If there's anyone you can trust to call out bullsh*t on Twitter, it's J.K. Rowling. In her most recent act of perfection, J.K. Rowling clapped back on Twitter at a mansplainer who felt the need to explain what a book is to an author. Yes, you read that right. A woman who wrote a book was mansplained about what a book is. Someone hold my poodle, I'm about to lose it. This woman was just trying be excited and proud about her book like she has every right to be, and a guy just had to come in to try and ruin it with some textbook mansplaining. Twitter user/author Laura Kalbag tweeted,

If you missed it: I've written a book! It's coming out very soon, sign up to get it first

To which Twitter user Erik Spikermann replied, completely unprompted,

Actually, you wrote a text. It took a few other people & skills to make that into a book.

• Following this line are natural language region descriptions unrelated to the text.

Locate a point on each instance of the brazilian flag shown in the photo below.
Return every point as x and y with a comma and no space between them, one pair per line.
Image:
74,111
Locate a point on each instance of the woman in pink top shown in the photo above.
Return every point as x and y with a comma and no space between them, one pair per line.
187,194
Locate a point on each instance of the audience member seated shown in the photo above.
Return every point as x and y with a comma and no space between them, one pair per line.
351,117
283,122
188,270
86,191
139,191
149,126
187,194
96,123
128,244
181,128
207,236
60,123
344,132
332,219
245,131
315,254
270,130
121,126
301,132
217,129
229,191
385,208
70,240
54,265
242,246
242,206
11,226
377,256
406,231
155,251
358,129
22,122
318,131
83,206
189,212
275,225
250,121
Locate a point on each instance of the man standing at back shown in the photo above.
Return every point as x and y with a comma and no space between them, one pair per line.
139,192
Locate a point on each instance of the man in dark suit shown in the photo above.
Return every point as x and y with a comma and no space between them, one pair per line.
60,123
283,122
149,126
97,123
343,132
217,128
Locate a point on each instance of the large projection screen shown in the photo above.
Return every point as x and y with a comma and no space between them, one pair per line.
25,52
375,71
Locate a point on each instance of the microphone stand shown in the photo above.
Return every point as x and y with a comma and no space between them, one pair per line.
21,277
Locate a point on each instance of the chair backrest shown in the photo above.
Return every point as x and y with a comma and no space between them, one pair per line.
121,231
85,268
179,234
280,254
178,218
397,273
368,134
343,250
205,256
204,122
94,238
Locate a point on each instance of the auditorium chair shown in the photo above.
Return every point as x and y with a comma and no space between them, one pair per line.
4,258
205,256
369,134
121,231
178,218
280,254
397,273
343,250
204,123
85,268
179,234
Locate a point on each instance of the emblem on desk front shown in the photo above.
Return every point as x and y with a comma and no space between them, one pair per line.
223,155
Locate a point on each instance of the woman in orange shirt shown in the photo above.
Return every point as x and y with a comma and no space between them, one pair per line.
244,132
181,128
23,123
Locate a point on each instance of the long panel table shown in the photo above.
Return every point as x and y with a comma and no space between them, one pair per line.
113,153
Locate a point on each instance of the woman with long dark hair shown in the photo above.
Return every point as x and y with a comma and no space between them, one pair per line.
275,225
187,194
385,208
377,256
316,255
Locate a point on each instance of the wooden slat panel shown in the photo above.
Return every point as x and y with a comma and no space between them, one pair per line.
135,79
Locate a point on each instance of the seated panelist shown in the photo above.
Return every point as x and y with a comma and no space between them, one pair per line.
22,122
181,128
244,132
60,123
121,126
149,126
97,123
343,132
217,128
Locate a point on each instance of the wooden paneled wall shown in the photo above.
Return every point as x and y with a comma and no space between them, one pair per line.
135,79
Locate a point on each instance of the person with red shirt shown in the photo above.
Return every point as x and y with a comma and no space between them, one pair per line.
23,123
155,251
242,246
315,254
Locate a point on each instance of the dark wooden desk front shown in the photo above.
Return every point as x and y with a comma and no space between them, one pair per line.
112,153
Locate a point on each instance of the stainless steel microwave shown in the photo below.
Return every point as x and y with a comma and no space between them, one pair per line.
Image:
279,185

That "actually." I can't. I don't think my eyes can roll farther back in my head. Twitter user Laura Reich quoted the tweet and said what all of us ladies are thinking:

this tweet is such a breathtakingly perfect textbook ACTUALLY that I'm almost impressed

Honestly, same. I am impressed by how clearly I could hear that "actually" in my head. In case you didn't know, mansplaining is when men try to explain things to women that they apparently think we don't already understand. These explanations usually come in a condescending tone (although this isn't always the case, mansplaining can be sneaky), and it makes women feel as if their credibility is being questioned based on the sole fact that they are women. This is made worse on the internet and happens a lot on Twitter.

Case in point: A woman tweets about a book she wrote, and a man she probably doesn't know tells her she didn't actually write a book. (She did.) But never fear, J.K. Rowling came in to save the day like the hero she is. Rowling tweeted at Kalbag and said,

Congratulations on writing your first book, Laura. Other people edited, copyedited, proofread, printed and bound it. You wrote. Be proud x

Yes, J.K.! You uplift that woman! Spikermann and Reich were also in the chain, so they no doubt saw Rowling's tweet. Kalbag responded, "Thank you, that really means a lot." If J.K. Rowling ever tweeted at me, I think (read: I know) I would faint. So props to Kalbag for keeping her cool (on Twitter, at least). Kalbag's book is called Accessibility for Everyone, and according to Kalbag's website, it's all about making the internet user-friendly for as many people as possible. The description of the book on her website says,

In case you've not heard of web accessibility (you wouldn't be the first!), web accessibility is the degree to which a website is usable by as many people as possible. A lot of material around accessibility focus on making websites usable by people with different types of disabilities and impairments, but designing inclusively for a wide range of needs will generally make websites more usable for everyone. There is a huge wealth of information about accessibility from accessibility experts on the web. But where do you start? This is why I wrote Accessibility For Everyone. I want to help you learn the foundations of accessibility, and point you in the direction of the accessibility experts I learn from so we can keep making the web better.

It sounds like a wonderful and very timely book. Spiekermann is apparently a well-known German typographer, so that would explain why he had an interest in Kalbag's tweet, as his trade is to be involved in every step of the book-making process, according to his Twitter. But even with that context, it wasn't necessary to rain of the first-time author's parade by getting picky over the tiny details. At the end of the day, the work the copyeditors, proofreaders, and anyone else who worked on the book did wouldn't have been able to do their jobs had it not been for Kalbag's "text." Other people called out the mansplainer for his tweet, and it's (kind of) restoring my faith in the world. But Spiekermann really didn't seem to get it.

Spiekermann responded to the backlash in a tweet that said,

Ok, everybody, I wrote a bad tweet with a bad choice of words at the wrong time. Will never do click 'send' so quickly again. Sorry, Laura!